La Avenida de los campos Elíseos está deshabitada. Su lujo portentoso, sus grandes marcas mundiales, reducidas a la piel y los huesos, son como el desierto de los bárbaros que la invadieron, el vestigio de un capitalismo narcótico. Hay en curso un mega proyecto para renovar esa avenida patrimonial, es decir, devolver los Campos Elíseos a los parisinos y arrancarla de las marcas que se compraron cada esquina impregnada de historia cultural en beneficio de su “proyección empresarial”. A desalambrar, decía una canción de Víctor Jara. Ta vez haya llegado el tiempo humano de desenmarcar.
En Francia hay todo tipo de asociaciones. Una que defiende la pureza de la noche urbana sin luces para proteger a los insectos, otra, descubierta ayer, en la Rue du Paradis: la Asociación francesa del aperitivo. Dos amigos que corrían la descubrieron. A mucha gente le pasó lo mismo. Vivía en un barrio sin conocerlo. El confinamiento limitó los paseos a la zona del barrio y así se corrió, para muchos, el telón de sus maravillas. Uno le dice al otro, trotando en la vereda. ”Eso nos hace falta. ¡ Un gran aperitivo !. Cuando todo esto acabe nos hacemos el aperitivo de la resurrección”.
No existe resurrección sin heridas. Y esta aún es profunda. Hay varios modelos de resurrección. El del cristianismo y Jesús, cuando resucitó luego de haber sido condenado a muerte. El de la literatura, con, quizá, la más poderosa profecía de la resurrección humana: El Conde de Montecristo, de Alexandre Dumas. El pobre marino Edmond Dantès estaba por casarse con su bella Mercedes cuando lo condenaron a la perpetuidad por un crimen que jamás cometió. La mandaron al Chateau de If a consumir sus días. Rocas y mar lo rodeaban. Lo salvó el mapa del tesoro que le reveló el Abate Faria y el conocimiento que le transmitió. El Abate, prisionero en otra celda, le enseñó el griego, el latín, la matemática, la historia y la astronomía. El abate Faria murió y Dantés tomó su lugar en la bolsa del muerto antes de que arrojaran su cuerpo al mar. Recuperó el tesoro y volvió al mundo para vengarse de quienes lo inculparon. Era, ya, el Conde de Montecristo. Con el tesoro como único capital jamás lo habría conseguido. Fue el Conde de Montecristo porque también había adquirido el conocimiento.

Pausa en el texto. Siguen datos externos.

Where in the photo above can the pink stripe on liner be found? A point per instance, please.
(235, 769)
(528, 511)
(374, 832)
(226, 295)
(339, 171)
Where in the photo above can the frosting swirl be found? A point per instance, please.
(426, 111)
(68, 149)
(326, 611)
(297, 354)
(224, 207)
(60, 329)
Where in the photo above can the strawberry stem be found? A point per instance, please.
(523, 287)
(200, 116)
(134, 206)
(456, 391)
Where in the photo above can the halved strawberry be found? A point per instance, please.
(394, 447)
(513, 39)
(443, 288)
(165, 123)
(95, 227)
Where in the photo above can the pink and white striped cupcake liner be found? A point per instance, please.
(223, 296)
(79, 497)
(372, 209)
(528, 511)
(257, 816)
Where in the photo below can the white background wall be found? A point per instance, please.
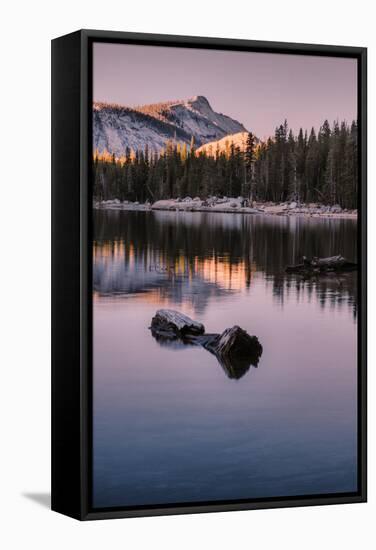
(27, 27)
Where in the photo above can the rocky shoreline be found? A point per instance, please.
(232, 205)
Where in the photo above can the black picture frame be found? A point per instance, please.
(72, 262)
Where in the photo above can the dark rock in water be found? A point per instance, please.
(173, 323)
(234, 349)
(322, 265)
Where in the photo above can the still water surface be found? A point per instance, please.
(171, 424)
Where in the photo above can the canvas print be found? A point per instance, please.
(224, 206)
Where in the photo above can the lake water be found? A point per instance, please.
(171, 424)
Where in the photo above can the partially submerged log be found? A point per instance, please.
(234, 349)
(322, 265)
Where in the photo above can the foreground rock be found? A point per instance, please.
(322, 265)
(174, 324)
(234, 349)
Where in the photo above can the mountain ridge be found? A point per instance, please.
(117, 127)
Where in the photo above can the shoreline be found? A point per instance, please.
(232, 206)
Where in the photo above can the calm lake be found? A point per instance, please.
(171, 424)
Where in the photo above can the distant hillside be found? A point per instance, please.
(116, 127)
(224, 144)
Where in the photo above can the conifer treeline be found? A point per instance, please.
(319, 167)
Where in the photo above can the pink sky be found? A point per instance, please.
(258, 89)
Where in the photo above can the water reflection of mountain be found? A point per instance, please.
(195, 256)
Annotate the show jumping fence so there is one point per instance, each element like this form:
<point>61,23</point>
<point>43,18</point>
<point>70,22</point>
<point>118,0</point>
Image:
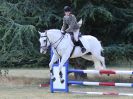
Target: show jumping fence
<point>57,86</point>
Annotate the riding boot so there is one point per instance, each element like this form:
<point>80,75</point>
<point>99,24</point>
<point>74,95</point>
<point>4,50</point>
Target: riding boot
<point>82,47</point>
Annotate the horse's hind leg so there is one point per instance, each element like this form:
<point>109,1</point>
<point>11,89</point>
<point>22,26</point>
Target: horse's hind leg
<point>53,60</point>
<point>63,60</point>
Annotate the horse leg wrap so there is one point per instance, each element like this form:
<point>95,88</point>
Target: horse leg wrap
<point>52,75</point>
<point>60,73</point>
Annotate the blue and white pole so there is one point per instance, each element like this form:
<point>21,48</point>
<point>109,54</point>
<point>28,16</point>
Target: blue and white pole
<point>57,86</point>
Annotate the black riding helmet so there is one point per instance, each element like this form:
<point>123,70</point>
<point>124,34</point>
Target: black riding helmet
<point>67,9</point>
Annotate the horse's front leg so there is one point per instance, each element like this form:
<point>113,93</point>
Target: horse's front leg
<point>53,60</point>
<point>63,60</point>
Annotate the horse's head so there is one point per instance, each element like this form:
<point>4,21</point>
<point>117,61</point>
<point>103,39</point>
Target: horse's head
<point>44,42</point>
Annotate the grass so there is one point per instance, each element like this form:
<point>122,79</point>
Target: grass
<point>23,84</point>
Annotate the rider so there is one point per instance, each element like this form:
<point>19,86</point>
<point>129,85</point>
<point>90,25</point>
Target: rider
<point>70,21</point>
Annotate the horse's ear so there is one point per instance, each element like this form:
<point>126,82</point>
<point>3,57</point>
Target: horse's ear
<point>80,23</point>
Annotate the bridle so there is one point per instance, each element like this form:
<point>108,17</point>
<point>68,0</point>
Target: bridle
<point>51,44</point>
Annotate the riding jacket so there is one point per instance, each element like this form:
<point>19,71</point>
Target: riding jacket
<point>69,24</point>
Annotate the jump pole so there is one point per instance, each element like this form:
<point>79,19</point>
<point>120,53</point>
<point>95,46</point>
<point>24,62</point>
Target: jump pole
<point>57,86</point>
<point>103,93</point>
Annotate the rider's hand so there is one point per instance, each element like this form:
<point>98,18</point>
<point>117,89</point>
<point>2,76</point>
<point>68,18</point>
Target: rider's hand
<point>63,32</point>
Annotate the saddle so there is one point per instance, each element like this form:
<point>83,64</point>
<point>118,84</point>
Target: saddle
<point>73,40</point>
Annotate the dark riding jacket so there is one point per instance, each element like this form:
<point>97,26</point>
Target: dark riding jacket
<point>70,23</point>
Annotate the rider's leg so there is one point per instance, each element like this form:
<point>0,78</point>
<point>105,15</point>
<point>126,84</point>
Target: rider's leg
<point>76,37</point>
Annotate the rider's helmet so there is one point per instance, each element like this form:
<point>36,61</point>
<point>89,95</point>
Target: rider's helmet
<point>67,9</point>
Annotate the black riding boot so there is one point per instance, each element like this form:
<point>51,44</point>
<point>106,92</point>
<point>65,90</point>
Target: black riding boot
<point>82,47</point>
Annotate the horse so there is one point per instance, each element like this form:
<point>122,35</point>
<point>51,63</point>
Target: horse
<point>62,47</point>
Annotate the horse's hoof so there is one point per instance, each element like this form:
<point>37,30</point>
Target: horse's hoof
<point>62,81</point>
<point>53,79</point>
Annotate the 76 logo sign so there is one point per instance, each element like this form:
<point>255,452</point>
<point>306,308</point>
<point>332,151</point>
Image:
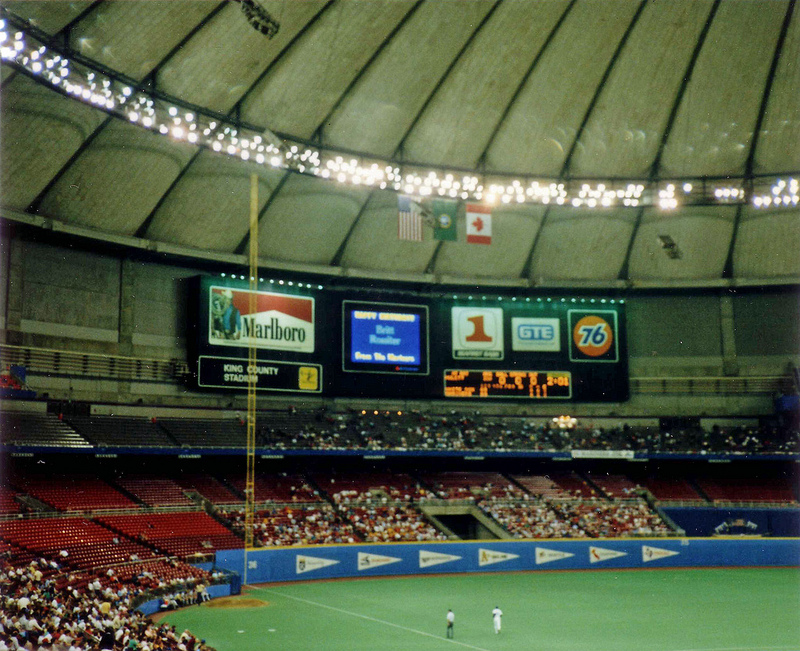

Hoy no tenemos que vengarnos, sino cambiar el mundo con el tesoro del conocimiento que hemos adquirido en estas semanas de recogimiento durante las cuales, en la intimidad, en aquella “soledad central de su yo” (Borges), vivimos bajo la amenaza de la enfermedad y la muerte. París ya se apacigua por completo. El sol persiste aún. Los transeúntes evitan cruzarse de cerca. Las máscaras de protección subrayan el temor y el recelo de las miradas. Detrás de la puerta espera el confinamiento y, más allá, la ventana, y más lejos dos enamorados asomados al vacío. Una pareja joven se subió a los techos de París, ese espacio entre la tierra y el infinito donde la vida a cielo abierto es posible y París corona los matices de su dimensión más romántica. Saludan y la chica dice, tomada de la mano de su compañero: Ca, c’est la Liberté !: ¡ Esto es la libertad !.